Reg No
31311116
Rating
Regional
Categories of Special Interest
Architectural, Artistic, Historical, Social
Original Use
Church/chapel
Date
1815 - 1825
Coordinates
133765, 271046
Date Recorded
10/12/2010
Date Updated
--/--/--
Detached three-bay double-height Board of First Fruits Church of Ireland church, built 1819-20, on a rectangular plan comprising two-bay double-height nave opening into single-bay double-height chancel (east); single-bay three-stage tower to entrance (west) front on a square plan. In use, 1945. In occasional use, 1976. Disused, 1990. Now in ruins. Pitched slate roofs now missing with lichen-covered cut-limestone coping to gables on drag edged tooled cut-limestone "Cavetto" kneelers, and no rainwater goods surviving on cut-limestone eaves retaining some cast-iron octagonal or ogee hoppers and downpipes. Part creeper- or ivy-covered lime rendered or roughcast walls with tuck pointed limestone ashlar stepped buttresses to corners including tuck pointed limestone ashlar diagonal stepped buttresses to corners (east) having lichen-covered cut-limestone coping; lichen-covered tuck pointed snecked limestone walls (tower) with drag edged tooled cut-limestone stringcourses including tooled cut-limestone "Cavetto" stringcourse (bell stage) supporting pinnacle-topped battlemented parapet having tooled cut-limestone coping. Square-headed window openings with dragged cut-limestone sills, and drag edged tooled cut-limestone surrounds having chamfered reveals with hood mouldings framing concrete block infill. Square-headed window opening (east) with dragged cut-limestone sill, and drag edged tooled cut-limestone surround having chamfered reveals with hood moulding framing concrete block infill. Square-headed openings (tower), tooled cut-limestone block-and-start surrounds having chamfered reveals with hood mouldings framing concrete block infill. Square-headed window openings (second stage) with tooled cut-limestone surrounds having chamfered reveals framing timber boarded infill. Square-headed openings (bell stage) with drag edged tooled cut-limestone sill course, and tooled hammered limestone block-and-start surrounds having chamfered reveals with hood mouldings framing remains of louvered timber fittings. Interior including vestibule (west); door opening into nave with no fittings surviving; full-height interior in ruins with ivy-covered walls. Set in unkempt grounds with piers to perimeter having tooled cut-limestone capping supporting wrought iron gate.

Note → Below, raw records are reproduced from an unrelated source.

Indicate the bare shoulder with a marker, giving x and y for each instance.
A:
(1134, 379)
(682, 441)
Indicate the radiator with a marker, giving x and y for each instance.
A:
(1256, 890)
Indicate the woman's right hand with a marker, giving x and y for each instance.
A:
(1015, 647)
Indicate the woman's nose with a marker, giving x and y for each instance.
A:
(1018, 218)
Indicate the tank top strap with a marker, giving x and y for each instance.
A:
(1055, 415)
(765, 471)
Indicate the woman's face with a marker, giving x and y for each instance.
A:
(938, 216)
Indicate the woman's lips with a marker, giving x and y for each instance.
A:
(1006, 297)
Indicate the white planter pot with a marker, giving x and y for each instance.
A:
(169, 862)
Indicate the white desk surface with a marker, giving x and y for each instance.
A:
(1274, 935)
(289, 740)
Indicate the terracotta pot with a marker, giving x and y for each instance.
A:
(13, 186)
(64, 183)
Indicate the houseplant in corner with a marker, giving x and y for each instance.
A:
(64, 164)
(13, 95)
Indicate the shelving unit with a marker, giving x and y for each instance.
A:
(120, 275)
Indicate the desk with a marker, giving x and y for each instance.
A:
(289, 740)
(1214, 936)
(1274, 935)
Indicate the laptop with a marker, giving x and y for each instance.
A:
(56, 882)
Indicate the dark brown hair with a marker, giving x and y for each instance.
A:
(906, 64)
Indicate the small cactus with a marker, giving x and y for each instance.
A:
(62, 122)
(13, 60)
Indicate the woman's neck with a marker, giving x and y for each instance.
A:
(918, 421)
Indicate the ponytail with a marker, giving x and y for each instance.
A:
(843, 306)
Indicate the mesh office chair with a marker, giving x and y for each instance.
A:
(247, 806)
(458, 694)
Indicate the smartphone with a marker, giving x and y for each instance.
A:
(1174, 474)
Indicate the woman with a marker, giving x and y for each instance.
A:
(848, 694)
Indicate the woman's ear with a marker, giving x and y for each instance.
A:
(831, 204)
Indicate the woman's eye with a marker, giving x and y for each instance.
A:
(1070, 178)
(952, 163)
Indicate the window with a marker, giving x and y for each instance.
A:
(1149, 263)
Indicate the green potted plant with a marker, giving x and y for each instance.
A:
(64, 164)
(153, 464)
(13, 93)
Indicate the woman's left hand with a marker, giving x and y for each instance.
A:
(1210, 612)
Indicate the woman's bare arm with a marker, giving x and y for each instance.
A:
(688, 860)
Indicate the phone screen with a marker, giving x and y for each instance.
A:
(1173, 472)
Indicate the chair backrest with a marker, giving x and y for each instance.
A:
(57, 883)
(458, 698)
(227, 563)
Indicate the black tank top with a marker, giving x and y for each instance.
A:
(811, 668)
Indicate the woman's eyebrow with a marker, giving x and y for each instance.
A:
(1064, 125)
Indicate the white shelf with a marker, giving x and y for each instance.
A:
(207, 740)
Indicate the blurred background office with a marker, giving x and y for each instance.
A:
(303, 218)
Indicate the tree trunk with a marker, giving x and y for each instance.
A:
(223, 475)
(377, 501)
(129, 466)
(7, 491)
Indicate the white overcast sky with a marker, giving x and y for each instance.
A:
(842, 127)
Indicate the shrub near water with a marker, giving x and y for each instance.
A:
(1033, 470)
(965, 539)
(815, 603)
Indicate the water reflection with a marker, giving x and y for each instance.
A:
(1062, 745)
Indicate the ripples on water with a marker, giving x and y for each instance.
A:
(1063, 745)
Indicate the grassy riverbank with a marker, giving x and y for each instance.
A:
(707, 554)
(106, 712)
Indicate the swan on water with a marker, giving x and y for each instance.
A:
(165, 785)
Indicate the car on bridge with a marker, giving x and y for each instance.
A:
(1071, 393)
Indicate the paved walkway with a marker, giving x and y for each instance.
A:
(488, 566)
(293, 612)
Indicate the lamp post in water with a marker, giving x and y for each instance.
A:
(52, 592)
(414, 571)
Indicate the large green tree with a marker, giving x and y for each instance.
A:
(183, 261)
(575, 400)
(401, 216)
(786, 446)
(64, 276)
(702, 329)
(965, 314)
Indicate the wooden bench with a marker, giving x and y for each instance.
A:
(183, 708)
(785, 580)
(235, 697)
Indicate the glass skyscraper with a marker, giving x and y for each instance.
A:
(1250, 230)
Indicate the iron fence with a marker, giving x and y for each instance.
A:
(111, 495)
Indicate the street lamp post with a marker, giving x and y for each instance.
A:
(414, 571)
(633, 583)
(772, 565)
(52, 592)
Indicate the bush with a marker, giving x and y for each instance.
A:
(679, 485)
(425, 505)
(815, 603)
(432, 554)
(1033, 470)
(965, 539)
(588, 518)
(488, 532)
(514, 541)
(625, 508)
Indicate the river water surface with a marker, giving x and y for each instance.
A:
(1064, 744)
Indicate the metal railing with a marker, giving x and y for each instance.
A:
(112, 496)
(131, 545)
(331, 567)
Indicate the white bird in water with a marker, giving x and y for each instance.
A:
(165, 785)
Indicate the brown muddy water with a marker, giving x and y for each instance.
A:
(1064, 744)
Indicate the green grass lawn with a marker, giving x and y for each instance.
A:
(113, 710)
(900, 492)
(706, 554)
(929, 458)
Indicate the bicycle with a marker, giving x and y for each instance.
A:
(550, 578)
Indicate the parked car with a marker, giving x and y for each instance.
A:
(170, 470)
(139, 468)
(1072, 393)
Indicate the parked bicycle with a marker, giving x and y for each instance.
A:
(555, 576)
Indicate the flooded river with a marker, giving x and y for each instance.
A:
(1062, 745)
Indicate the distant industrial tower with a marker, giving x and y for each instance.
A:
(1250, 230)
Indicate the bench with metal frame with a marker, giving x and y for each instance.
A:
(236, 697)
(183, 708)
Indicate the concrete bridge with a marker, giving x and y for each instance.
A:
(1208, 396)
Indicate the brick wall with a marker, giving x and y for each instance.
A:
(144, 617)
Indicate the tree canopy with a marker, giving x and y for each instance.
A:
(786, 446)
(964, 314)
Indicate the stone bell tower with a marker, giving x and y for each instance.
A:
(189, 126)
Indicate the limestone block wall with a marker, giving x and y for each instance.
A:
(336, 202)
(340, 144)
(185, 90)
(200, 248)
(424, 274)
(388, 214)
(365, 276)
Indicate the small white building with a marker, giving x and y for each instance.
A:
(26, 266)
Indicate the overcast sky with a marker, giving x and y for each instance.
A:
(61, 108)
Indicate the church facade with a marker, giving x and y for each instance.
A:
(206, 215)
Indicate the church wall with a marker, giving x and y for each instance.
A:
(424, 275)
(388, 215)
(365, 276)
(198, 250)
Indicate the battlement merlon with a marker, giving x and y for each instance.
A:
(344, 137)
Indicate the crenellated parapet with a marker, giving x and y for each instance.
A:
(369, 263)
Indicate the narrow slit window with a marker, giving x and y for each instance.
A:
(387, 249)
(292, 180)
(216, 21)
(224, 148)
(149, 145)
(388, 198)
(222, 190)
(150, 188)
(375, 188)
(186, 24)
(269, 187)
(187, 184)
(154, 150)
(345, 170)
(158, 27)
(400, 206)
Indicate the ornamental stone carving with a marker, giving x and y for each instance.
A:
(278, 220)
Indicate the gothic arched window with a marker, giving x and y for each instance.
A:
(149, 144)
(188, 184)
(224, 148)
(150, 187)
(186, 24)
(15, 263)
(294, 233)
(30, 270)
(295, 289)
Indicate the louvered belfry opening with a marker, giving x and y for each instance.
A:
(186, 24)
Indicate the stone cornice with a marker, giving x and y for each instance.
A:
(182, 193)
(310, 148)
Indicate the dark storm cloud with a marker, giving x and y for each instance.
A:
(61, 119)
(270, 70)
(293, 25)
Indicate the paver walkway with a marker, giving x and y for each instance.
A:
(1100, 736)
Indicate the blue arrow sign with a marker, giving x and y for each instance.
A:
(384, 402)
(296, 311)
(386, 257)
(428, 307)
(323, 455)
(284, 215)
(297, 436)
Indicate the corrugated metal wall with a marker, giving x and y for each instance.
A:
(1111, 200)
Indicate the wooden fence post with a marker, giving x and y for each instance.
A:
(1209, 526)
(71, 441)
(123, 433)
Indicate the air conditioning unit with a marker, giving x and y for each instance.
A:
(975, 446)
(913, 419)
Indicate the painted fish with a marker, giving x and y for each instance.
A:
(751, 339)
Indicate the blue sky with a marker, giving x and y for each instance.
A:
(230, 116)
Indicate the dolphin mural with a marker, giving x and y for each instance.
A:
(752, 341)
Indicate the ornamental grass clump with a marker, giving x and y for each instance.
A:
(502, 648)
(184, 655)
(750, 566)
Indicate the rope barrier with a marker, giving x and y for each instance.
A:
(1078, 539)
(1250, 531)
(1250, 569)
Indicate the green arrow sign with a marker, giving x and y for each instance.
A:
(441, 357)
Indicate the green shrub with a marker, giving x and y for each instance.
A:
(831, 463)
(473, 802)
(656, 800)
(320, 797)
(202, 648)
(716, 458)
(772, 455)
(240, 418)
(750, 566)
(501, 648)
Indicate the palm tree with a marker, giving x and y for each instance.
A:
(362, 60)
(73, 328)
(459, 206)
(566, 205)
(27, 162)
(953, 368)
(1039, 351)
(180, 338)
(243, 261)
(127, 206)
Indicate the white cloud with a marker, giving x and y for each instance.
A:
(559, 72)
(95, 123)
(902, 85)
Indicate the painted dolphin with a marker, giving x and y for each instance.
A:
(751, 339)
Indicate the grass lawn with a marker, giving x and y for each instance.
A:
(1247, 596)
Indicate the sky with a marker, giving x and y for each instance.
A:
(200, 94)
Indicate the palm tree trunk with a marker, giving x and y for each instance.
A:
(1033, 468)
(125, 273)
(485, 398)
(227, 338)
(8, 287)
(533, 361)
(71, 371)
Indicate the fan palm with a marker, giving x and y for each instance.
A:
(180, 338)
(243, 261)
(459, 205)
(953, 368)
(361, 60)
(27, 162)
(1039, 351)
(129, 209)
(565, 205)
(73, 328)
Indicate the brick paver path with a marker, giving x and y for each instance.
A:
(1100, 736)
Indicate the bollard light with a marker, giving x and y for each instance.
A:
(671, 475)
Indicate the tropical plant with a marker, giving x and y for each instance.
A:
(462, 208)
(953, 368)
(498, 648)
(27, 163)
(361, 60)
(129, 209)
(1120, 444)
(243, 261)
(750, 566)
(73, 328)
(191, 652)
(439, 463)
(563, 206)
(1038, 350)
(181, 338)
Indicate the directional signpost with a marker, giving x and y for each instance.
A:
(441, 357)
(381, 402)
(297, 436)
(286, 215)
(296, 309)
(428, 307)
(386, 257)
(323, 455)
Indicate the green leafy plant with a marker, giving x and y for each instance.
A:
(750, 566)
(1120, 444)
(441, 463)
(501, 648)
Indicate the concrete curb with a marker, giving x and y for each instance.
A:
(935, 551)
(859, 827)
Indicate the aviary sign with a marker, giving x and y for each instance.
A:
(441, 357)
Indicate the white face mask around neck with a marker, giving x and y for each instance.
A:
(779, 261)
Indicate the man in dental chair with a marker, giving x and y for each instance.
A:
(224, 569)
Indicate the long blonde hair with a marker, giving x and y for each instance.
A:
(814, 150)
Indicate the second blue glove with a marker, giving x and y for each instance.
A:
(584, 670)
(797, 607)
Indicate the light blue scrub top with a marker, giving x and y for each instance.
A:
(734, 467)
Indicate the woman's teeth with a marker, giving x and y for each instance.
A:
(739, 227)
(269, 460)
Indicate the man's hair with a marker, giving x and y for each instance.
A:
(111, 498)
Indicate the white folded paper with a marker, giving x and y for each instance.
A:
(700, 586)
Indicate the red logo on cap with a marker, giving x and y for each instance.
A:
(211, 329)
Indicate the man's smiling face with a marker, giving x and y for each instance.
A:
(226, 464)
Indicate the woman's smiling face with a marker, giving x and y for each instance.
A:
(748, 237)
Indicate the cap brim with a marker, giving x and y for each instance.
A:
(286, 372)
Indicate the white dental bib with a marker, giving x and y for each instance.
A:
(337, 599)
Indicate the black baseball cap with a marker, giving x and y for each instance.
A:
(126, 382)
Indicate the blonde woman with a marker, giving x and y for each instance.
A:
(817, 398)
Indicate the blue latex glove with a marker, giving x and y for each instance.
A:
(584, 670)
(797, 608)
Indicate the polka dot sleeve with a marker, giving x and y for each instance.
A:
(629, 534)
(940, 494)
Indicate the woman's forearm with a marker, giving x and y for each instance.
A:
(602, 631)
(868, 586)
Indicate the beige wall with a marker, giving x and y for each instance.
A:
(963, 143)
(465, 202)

The shell of a church erected with financial support from the Board of First Fruits (fl. 1711-1833) representing an important component of the early nineteenth-century ecclesiastical heritage of south County Mayo with the architectural value of the composition, one recalling the George Papworth (1781-1855)-designed Binghamstown Church (Kilmore) (1827) in An Geata Mór [Binghamstown], confirmed by such attributes as the standardised nave-with-entrance tower plan form, along a slightly skewed liturgically-correct axis; the deep grey limestone dressings demonstrating good quality workmanship; and the pinnacled battlements embellishing the tower as a picturesque eye-catcher in the landscape. Although reduced to ruins in the late twentieth century, the stained glass (1919) having been removed to Saint Mary's Cathedral in Tuam, the elementary form and massing survive intact together with quantities of the original fabric albeit with no surviving evidence of the memorial dedicated to the Honourable Henry George Monck Browne (1824-43) of nearby Castlemacgarrett, 'killed by the accidental and at once fatal discharge of his gun', a recumbent effigy attributed to Sir Richard Westmacott (1775-1856) of London (Potterton 1975, 87).